Pattern 2: Technology Verification

# Check if dataset meets specific criteria
SRAgent --no-progress --no-summaries sragent "Is SRX4967527 Illumina paired-end single-cell RNA-seq data?"

# Get specific technology details
SRAgent --no-progress --no-summaries sragent "Which 10X Genomics chemistry was used: SRX4967527?"

# Verify organism
SRAgent --no-progress --no-summaries sragent "What organism is SRX4967527?"

Pattern 3: Batch Processing

# Create CSV with accessions
cat > accessions.csv << EOF
accession
SRX4967527
SRX4967528
SRX4967529
EOF

# Download all papers
SRAgent --no-progress --no-summaries \
  papers accessions.csv \
    --output-dir papers/ \
    --max-concurrency 5

# Result: CSV enriched with DOIs and download paths

Pattern 4: Study-Level Analysis

# Get all experiments in a study
SRAgent --no-progress --no-summaries entrez "List all SRX accessions for study SRP167700"

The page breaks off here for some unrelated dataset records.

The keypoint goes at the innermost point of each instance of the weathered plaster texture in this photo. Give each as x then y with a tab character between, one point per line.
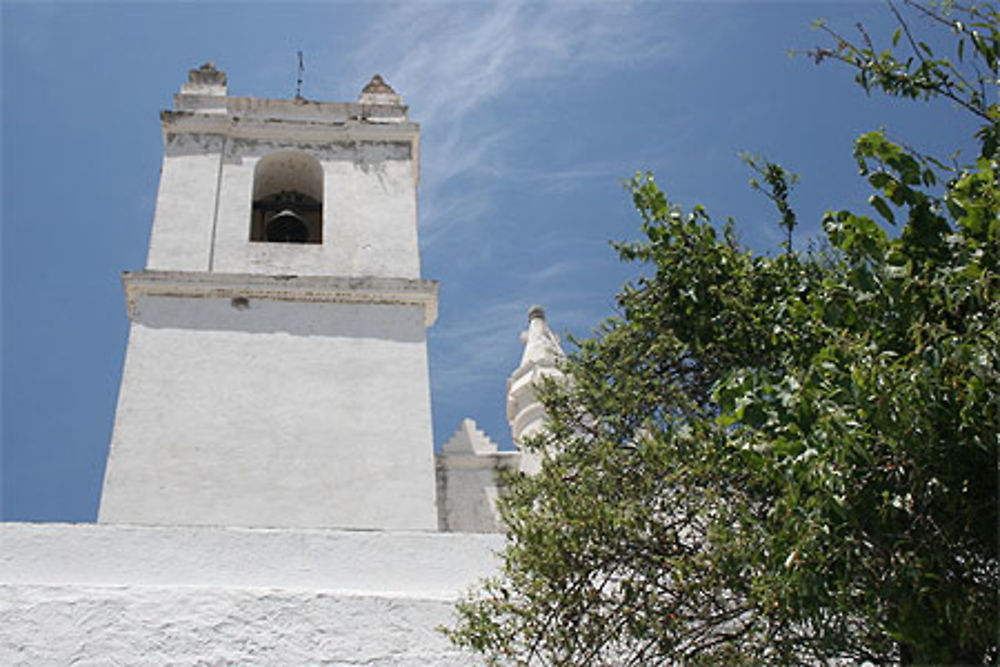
97	595
468	481
264	412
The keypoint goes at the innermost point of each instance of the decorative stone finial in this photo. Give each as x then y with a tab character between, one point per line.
377	91
206	80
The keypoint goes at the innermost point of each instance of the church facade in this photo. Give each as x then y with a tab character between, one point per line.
272	493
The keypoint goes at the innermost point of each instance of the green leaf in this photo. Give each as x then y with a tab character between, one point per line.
882	208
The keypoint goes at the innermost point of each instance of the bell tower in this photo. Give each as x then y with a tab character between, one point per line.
276	372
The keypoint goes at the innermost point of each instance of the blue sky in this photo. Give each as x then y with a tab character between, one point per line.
531	115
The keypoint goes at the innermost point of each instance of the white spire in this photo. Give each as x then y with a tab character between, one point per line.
541	357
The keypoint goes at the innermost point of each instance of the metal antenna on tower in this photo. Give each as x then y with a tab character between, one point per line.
298	83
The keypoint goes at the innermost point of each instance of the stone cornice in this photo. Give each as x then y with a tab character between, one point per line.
294	129
323	289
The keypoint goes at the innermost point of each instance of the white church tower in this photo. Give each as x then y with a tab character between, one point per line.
276	372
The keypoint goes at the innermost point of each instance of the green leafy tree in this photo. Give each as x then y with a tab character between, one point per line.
782	459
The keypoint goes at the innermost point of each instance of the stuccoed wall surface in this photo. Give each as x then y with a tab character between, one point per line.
96	595
265	412
202	220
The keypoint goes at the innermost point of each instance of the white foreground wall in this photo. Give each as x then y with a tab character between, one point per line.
98	594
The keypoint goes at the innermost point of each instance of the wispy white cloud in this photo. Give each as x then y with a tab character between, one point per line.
451	60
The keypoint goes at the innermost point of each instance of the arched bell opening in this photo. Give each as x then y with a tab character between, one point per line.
287	199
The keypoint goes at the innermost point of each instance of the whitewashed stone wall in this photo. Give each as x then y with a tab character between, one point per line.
99	595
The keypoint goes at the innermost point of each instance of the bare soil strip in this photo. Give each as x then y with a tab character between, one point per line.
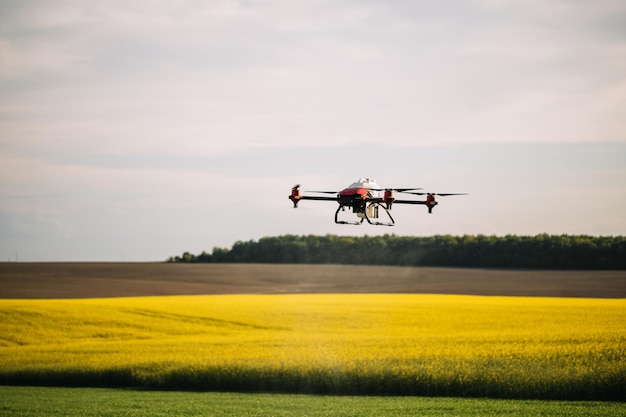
93	280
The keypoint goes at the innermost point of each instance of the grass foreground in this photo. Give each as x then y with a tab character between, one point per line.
365	344
87	402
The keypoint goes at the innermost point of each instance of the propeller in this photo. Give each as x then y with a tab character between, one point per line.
400	190
324	192
433	194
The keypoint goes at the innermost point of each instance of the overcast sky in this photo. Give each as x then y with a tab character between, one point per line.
137	130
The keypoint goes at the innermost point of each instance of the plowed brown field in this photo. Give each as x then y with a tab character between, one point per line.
90	280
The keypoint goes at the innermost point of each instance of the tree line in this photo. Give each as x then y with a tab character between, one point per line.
541	251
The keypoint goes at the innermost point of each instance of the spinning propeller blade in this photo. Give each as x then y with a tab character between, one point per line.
438	194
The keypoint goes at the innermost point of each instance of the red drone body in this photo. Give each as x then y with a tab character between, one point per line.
364	198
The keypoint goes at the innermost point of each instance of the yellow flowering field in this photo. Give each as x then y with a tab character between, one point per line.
406	344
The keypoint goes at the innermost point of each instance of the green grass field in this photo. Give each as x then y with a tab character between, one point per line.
391	344
87	402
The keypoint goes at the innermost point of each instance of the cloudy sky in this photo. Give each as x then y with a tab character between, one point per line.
137	130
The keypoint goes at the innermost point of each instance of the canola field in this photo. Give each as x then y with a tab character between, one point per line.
374	344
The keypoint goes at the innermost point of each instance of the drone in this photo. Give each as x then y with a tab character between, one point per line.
367	199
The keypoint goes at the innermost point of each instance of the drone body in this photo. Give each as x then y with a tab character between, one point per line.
366	199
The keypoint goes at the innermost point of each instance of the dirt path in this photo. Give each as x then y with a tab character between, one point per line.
87	280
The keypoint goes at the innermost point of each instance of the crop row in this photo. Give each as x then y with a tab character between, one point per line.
511	347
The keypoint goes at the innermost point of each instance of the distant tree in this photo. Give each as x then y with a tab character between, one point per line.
510	251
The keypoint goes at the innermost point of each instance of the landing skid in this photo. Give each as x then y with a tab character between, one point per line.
365	217
390	223
340	208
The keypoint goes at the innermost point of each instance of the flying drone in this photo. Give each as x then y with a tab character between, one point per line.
366	199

# Or use a BioProject accession
SRAgent --no-progress --no-summaries entrez "Convert PRJNA498286 to SRX accessions"

# Then analyze the study
SRAgent --no-progress --no-summaries sragent "Summarize the library prep technologies used in PRJNA498286"

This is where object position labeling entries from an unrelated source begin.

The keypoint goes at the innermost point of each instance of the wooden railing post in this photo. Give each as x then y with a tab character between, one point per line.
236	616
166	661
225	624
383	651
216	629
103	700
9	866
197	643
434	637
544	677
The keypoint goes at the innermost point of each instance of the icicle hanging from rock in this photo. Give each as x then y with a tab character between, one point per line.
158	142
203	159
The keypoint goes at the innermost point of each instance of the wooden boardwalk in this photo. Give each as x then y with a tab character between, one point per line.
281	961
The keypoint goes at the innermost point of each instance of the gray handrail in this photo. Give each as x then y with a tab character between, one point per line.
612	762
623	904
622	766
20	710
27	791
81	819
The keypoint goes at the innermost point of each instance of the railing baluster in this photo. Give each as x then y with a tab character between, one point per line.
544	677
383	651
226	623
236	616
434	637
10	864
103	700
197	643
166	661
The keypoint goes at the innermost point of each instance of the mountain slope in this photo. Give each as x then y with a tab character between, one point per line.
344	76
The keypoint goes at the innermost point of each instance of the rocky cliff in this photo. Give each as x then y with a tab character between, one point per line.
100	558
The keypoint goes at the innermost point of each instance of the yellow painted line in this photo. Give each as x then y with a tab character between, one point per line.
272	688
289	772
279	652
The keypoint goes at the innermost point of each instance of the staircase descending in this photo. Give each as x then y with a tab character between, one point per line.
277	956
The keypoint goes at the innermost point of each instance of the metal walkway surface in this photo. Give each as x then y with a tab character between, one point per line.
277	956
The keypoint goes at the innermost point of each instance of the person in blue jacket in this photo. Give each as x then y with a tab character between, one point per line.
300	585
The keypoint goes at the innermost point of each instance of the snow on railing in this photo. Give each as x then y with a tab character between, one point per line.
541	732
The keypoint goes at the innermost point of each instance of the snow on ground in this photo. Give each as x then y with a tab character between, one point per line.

Implementation Guide for Claude

Running SRAgent Commands

When the user needs SRAgent functionality, use the bash tool:

# Example: Convert accessions
result = bash_tool(
    command="SRAgent --no-progress --no-summaries entrez 'Convert GSE121737 to SRX accessions'",
    description="Converting GEO accession to SRX format"
)

# Example: Get metadata
result = bash_tool(
    command="SRAgent --no-progress --no-summaries sragent 'Which 10X technology was used for SRX4967527?'",
    description="Determining library preparation technology"
)

# Example: Download papers
result = bash_tool(
    command="SRAgent --no-progress --no-summaries papers SRX4967527 --output-dir /home/claude/papers",
    description="Downloading manuscripts for dataset"
)

Working with CSV Files

When processing batch data:

import pandas as pd

# User provides accessions - create CSV
accessions = ["SRX4967527", "SRX4967528", "SRX4967529"]
df = pd.DataFrame({"accession": accessions})
df.to_csv("/home/claude/accessions.csv", index=False)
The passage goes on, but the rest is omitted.